# Carry two rifles



## Brutus (Mar 29, 2006)

Do any of you carry two rifles afield? i know a lot of you carry a sidearm too. On some level I appreciate the focus of the hunt and the watching. Say I'm deer hunting...Why confuse the issue by having my .22 with me in case a couple of squirells runs out? It's a deer hunt. On the other hand I like making a hike out of sometimes. Having the .243 and the .22 would be neat no matter what came accross my path or near the camp.


----------



## Cleankill47 (Jan 19, 2006)

In a situation like that, it would make sense (if you didn't want to bring two rifles), to instead make the .22 your sidearm. There's plenty of good .22 revolvers out there, and the Ruger Mark III pistol is incredibly accurate. That way, you can have the .22 with you while you're deer hunting, and not have to switch main guns to take out a chattering squirrel.

:sniper:


----------



## Fossilman (Mar 12, 2006)

When deer hunting I carry my .22,220-Swift and 7MM Mag.


----------



## Jiffy (Apr 22, 2005)

Cleankill47 said:


> In a situation like that, it would make sense (if you didn't want to bring two rifles), to instead make the .22 your sidearm. There's plenty of good .22 revolvers out there, and the Ruger Mark III pistol is incredibly accurate. That way, you can have the .22 with you while you're deer hunting, and not have to switch main guns to take out a chattering squirrel.
> 
> :sniper:


In ND it is illegal to carry any sidearm (while hunting deer) that is not legal to shoot a deer with....at least that is my understanding. Anybody else interput it that way???


----------



## Jiffy (Apr 22, 2005)

Handgun (pistol or revolver or single shot) cartridge cases under .40 caliber must be at least 1.285 inches in length and bullets must be at least .257 inches in diameter. Handgun cartridge cases of .40 caliber or larger must be at least .992 inches in length. Muzzle-loading handguns must be .50 caliber or larger.
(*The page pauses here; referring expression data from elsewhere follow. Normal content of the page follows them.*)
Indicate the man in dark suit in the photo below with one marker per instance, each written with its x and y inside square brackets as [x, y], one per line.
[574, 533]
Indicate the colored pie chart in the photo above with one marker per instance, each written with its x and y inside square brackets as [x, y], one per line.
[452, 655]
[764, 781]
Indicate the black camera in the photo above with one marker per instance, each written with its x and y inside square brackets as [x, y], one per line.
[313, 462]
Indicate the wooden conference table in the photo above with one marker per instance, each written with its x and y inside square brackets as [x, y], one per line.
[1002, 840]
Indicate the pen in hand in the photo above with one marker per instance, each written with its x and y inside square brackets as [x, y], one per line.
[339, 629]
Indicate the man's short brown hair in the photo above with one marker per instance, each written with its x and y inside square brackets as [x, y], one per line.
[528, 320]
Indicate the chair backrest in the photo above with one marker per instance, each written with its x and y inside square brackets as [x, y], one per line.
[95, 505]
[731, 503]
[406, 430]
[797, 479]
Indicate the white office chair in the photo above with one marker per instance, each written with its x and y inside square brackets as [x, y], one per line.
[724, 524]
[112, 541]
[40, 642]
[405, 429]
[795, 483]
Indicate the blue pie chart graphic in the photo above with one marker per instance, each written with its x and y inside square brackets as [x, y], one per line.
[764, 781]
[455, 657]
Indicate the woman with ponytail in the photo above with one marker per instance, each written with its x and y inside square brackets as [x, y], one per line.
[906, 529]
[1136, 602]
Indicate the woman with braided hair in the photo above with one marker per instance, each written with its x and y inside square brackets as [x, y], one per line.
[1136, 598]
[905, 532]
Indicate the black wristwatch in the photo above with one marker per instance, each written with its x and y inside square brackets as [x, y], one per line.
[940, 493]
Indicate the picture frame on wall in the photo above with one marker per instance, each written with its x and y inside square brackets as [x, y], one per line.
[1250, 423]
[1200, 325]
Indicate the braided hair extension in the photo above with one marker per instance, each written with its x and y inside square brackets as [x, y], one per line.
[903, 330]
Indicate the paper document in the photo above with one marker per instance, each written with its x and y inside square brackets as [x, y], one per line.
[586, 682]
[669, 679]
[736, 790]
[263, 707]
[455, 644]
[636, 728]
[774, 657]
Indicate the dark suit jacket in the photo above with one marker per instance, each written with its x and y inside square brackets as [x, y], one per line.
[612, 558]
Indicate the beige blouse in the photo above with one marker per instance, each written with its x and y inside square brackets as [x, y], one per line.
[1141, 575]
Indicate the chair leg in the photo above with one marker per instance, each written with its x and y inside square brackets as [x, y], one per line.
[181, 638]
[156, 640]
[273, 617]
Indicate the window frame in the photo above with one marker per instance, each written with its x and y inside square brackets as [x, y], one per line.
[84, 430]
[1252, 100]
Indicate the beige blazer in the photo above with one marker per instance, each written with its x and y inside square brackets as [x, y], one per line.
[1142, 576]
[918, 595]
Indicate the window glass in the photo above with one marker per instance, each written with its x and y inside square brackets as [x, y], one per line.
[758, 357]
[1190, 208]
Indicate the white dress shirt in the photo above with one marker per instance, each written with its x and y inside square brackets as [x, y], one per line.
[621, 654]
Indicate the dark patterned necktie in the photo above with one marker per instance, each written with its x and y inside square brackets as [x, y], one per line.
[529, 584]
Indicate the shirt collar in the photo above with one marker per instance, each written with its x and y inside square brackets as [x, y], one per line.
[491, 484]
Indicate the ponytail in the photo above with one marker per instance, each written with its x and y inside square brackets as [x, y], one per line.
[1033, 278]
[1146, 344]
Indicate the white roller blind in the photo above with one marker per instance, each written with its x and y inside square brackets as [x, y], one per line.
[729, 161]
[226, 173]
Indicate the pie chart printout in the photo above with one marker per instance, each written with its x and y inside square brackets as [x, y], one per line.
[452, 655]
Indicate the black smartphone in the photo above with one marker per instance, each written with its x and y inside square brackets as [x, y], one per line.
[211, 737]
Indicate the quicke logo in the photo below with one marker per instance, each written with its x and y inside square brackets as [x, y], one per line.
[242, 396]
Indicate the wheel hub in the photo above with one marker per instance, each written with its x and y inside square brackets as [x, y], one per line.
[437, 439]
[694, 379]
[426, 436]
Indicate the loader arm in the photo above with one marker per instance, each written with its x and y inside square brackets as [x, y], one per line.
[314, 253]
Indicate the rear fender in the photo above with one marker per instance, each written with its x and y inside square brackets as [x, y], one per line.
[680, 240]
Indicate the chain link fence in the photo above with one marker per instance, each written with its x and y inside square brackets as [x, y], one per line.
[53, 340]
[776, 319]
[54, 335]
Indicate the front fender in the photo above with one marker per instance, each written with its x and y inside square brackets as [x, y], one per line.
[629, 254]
I got that info here: http://gf.nd.gov/licenses/deerguide.html#weapons


----------



## Bob Kellam (Apr 8, 2004)

FYI

*From NDGF Site*



> Deer Gun Season - Centerfire rifles of .22 to .49 caliber and muzzle-loading rifles of .45 caliber or larger are legal for deer. Centerfire rifles of .50 caliber or larger using smokeless powder are prohibited. Rifles must have a minimum barrel length of 16 inches. Rifled slugs of 20 gauge or larger are legal for shotguns. Minimum barrel length of shotguns is 18 inches. *Handgun (pistol or revolver or single shot) cartridge cases under .40 caliber must be at least 1.285 inches in length and bullets must be at least .257 inches in diameter. Handgun cartridge cases of .40 caliber or larger must be at least .992 inches in length. Muzzle-loading handguns must be .50 caliber or larger. In addition, any centerfire handgun designed to fire a legal rifle cartridge shall be legal, except .38 S&W Special and 9mm Luger. *All legal bow equipment as listed earlier in the deer bow season section shall be legal during the deer gun season. Fully automatic weapons, full metal jacketed bullets, or altered projectiles are prohibited.


----------



## usmarine0352 (Nov 26, 2005)

My brother has used his .30-06 to kill (3) grouse while deer hunting.....albiet, it's the last day of the season and he wasn't going to shoot a deer.

I never carry two guns when hunting, and I most of the people I know don't either.

:sniper:


----------



## Alaskan Brown Bear Killer (Feb 22, 2005)

I have carried a 45-70, 300 WM, 12 gauge and a 454 handgun at one time but I was on a ATV; a Fish and Game guy and a State Trooper checked me out on the trail and ask me why I was so heavly armed.
I told them "you just never know".........It was a good trip I shot 1 Moose and 28 grouse and seen two lynxs.


----------



## Starky (Mar 15, 2006)

You're misinterpreting (sp) the handgun law for ND. If you are using the handgun to hunt deer then all the stuff you guys posted applies, but there is nothing that says you can't carry a .22 pistol with you while you are hunting deer. If you are hunting deer and all you have is a .22 pistol then you have a problem.


----------



## Joltin_Joe (Oct 11, 2005)

I don't see the point of shooting squirrels from your deer stand.

Maybe it's just me, but I would rather keep quiet and wait for deer.

I could see picking some things off on the way to your spot or if you are trying to scope for deer.


----------



## honkbuster3 (Jan 11, 2006)

I hardly ever carry around a second rifle while huntng. tghe only time I ever do is when I go Coyote hunting and If they come in close then I get em' with the shotgun instead of the rifle. :beer:


----------



## Bobm (Aug 26, 2003)

I have a 12 ga sxs - 3006 drilling that I used to hunt quail with and have killed many nice bucks while quail hunting. The parents of the dogs I now own would point deer and track cripples, I once killed a hen wood duck, a quail, a woodcock, and a ten point buck in a 30 minute walk behind my house. That was pretty cool. 
The gun also has a 22 mag insert that goes into one of the shotgun barrels which I have never tried.

An inexpensive rifle shotgun combo like a savage 30-30 / 20 guage would be alot of fun to walk sloughs with during deer season in Nodak!

I always seem to see roosters when I'm deer hunting and visa versa.


----------



## USSapper (Sep 26, 2005)

not to hyjack the subject but when i am duck and goose hunting in a field, i have lately been bringing to shotguns. It gets very dusty out there and doesnt take long to build up and hear a click when you shoot-i guess that happens when you dont load you r gun to :lol:


----------



## Invector (Jan 13, 2006)

It is possable to get a rilfe with a shot gun over under. I knew a guy who started his kid hunting ducks with a 20g that had a .22 also on it. I have often thought it would be great to get a gun that had a 20g and a deer rifle on it. That way when a rooster jumps up I have blast him. :sniper:


----------



## Bobm (Aug 26, 2003)

Savage makes them and they are inexpensive on the used market

http://www.gunshopfinder.com/savage/savage24F12.asp

Do a search for

combo rifle shotgun there are probably other manufacturers


----------